Introduction to Pandas with National Park Visitation Data

Solutions

These exercises use National Park visitation data from 1979–2024. For more context about the dataset, see the data essay.

Concepts covered:

  • Selecting columns
  • Filtering rows by a condition
  • Aggregation (sum)
  • Comparing summary statistics across groups

Load National Park Visitation data

Code
import pandas as pd

np_data = pd.read_csv("https://raw.githubusercontent.com/melaniewalsh/responsible-datasets-in-context/main/datasets/national-parks/US-National-Parks_RecreationVisits_1979-2024.csv")
np_data.head()

Exercise 1

Select 2 columns from the data.
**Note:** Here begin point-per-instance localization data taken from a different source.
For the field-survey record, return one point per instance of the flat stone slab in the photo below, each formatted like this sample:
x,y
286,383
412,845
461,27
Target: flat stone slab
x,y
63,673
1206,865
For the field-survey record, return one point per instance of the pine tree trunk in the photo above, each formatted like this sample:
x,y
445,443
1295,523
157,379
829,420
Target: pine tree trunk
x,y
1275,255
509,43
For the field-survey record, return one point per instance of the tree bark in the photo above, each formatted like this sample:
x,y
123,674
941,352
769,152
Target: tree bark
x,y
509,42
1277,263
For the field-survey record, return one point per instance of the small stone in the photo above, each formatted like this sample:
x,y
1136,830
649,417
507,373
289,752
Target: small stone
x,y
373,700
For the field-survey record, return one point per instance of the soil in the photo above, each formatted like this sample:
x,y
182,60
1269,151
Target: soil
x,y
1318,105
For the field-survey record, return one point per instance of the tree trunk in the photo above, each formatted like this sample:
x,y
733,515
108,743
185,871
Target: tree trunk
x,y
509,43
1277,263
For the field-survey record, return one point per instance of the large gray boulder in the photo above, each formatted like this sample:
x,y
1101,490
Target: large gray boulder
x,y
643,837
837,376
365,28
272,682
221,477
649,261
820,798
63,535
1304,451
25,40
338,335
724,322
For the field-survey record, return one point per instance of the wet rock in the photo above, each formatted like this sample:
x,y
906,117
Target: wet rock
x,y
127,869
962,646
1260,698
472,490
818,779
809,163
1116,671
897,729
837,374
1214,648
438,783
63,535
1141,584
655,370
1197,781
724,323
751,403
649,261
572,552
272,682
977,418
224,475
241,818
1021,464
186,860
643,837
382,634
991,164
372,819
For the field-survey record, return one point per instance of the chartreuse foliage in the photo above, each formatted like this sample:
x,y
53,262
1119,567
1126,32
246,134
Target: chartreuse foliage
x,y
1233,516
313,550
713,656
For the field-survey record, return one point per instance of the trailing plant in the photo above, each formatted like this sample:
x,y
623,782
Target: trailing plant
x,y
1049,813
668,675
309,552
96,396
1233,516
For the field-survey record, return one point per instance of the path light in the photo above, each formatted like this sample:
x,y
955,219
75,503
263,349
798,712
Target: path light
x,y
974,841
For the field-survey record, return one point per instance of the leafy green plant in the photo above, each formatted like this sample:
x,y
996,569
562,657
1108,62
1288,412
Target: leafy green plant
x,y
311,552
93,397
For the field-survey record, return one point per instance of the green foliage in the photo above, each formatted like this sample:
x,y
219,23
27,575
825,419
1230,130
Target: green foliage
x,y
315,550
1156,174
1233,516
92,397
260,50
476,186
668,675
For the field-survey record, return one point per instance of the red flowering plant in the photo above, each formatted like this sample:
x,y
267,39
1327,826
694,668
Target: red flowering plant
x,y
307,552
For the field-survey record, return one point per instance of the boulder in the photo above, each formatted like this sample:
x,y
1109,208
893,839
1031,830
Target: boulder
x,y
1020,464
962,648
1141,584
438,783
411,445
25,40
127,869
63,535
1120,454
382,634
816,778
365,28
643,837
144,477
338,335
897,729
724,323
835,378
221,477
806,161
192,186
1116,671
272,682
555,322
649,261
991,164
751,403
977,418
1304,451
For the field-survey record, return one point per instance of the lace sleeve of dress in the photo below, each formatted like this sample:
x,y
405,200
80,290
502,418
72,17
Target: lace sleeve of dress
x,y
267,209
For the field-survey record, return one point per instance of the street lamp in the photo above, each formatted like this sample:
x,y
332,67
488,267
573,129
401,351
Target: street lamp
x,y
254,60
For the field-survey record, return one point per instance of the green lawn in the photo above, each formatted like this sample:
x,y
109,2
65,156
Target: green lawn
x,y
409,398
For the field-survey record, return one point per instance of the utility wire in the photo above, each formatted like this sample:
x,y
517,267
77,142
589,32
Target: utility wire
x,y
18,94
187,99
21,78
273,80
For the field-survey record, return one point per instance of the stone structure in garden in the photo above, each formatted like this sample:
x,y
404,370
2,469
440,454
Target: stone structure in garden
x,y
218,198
Save this 2-column dataframe to the variable smaller_df.

Code
# Your code here

How does the number of visits to Washington national parks compare to another state?

Exercise 2

Filter the dataframe for only values in the state of Washington and save to the variable wa_parks.

Code
# Your code here

Exercise 3

Calculate the sum total of RecreationVisits to Washington by using .sum() on the smaller dataframe wa_parks.

Code
# Your code here

Exercise 4

Filter the dataframe for only values in another state (your choice) and save to a variable. Calculate the sum total of RecreationVisits to this state by using .sum().

Code
# Your code here

How do the number of visits to these 2 states compare to one another?